In response to a recent high-profile local case, where a young woman was handed a suspended prison sentence for self-terminating a pregnancy using pills bought online, Rebecca said Northern Ireland women should be granted immunity from prosecution if they testify against the supplier. But she stressed that doctors here should be prosecuted for, in effect, "taking out a contract on someone's life" by recommending abortions.
Rebecca accepts that her own mother initially hadn't wanted her and concedes that seeing her every day may have served as an awful reminder of the worst day of her mum's life, but she remains fixed on the issue of abortion.
"It is never the only solution," she said, adding that a number of women from Northern Ireland have approached her for guidance.
"There are some extreme cases when they do know the child is going to die at birth, or sometimes won't make it to birth, but that doesn't mean you kill the child.
"You're going to die, I'm going to die, we're all going to die.
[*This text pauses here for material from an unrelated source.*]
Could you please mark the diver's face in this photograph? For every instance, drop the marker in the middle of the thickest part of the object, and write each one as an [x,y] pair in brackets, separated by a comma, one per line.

Does that mean kill us all now because life is hopeless?
"Should we round everybody up and start doing mass suicide ceremonies?"
Although her mother's attacker has never been caught, Rebecca revealed that she is close to finding him herself via modern-day DNA evidence.
"Through AncestryDNA.com I've narrowed it down to three possible brothers who live in the next town over from where I was conceived," she said.
"I know for a fact that two of them lived in the same city that I was conceived in at the time I was conceived.
"All three of these men who are potentially my father are still alive. They got to live their lives. Why wouldn't I get to live my life?
"What's very interesting is that Amnesty International is completely against the death penalty, so there's complete hypocrisy there."
She says the next step is to approach these individuals privately and ask each of them to do a DNA test.
"If these guys aren't willing to do that then I'll have to figure out what I'm going to do because I want to know who my father is" she added.